Washington, D.C. – Don’t say you are surprised. A 5-inch piece of an old rocket engine recently came within striking distance of the International Space Station (ISS). The crew had prepared for impact and we wonder when one of the tens of thousands of garbage pieces will hit the defenseless station.
You knew it was a matter of time. Given the number of uncontrollable pieces of junk floating in orbit, it may even be a surprise that nothing more serious than one satellite collision has happened so far. The ISS crew was warned that the 5-inch piece could be on a collision course, as NASA is able to track pieces down to a size of about two inches.
While the astronauts were able to take refuge in the Russian Soyuz lifeboat in the event they had to abandon the station and return to Earth, but the old rocket engine eventually missed. It was unclear by how much and NASA said it may have been a few hundred feet or a few miles. The astronauts themselves said they did not see anything passing the ISS.
Last month, a collision of a commercial Iridium satellite with an inactive Russian Cosmos 2251 prompted calls for a space control system to avoid future collisions.

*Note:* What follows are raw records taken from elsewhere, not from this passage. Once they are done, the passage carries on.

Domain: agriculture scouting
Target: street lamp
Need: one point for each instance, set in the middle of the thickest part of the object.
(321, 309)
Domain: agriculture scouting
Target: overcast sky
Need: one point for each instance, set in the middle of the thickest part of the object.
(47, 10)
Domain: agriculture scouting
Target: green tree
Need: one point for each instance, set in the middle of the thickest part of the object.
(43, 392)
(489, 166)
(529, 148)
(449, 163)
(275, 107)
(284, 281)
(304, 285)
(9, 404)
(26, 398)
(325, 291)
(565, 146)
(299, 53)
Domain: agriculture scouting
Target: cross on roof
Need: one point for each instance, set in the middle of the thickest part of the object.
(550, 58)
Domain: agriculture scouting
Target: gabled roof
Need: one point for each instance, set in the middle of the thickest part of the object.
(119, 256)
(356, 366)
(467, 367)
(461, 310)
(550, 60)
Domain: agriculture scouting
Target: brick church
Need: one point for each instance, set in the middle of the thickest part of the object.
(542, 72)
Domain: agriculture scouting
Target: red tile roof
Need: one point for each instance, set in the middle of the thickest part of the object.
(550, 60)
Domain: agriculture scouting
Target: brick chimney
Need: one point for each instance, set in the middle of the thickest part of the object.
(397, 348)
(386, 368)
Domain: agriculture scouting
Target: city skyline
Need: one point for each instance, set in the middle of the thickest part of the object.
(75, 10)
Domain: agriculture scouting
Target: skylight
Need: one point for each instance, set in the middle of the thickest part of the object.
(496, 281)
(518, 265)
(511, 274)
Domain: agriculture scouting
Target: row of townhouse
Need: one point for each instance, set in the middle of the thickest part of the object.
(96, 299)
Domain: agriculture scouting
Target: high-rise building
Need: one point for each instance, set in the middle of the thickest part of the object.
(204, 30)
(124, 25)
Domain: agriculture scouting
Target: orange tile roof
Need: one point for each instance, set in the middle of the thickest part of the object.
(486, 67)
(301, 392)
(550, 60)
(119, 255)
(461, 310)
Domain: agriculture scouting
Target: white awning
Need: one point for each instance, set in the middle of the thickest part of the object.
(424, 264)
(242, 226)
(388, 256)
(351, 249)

We typically assume that space is a whole lot of “nothing”, but a closer look at satellite tracking data provided by the UCS Satellite Database reveals that hundreds of operational satellites and tens of thousands of “junk” is orbiting Earth. There are currently 905 operational satellites in orbit, 443 of which belong to the U.S. government or companies. There are almost 6000 non-operational satellites plus another 10,000 to 11,000 pieces of debris that can be tracked. It is estimated there are another 15,000 to 20,000 pieces of junk that is smaller to be able to be tracked in orbit at this time.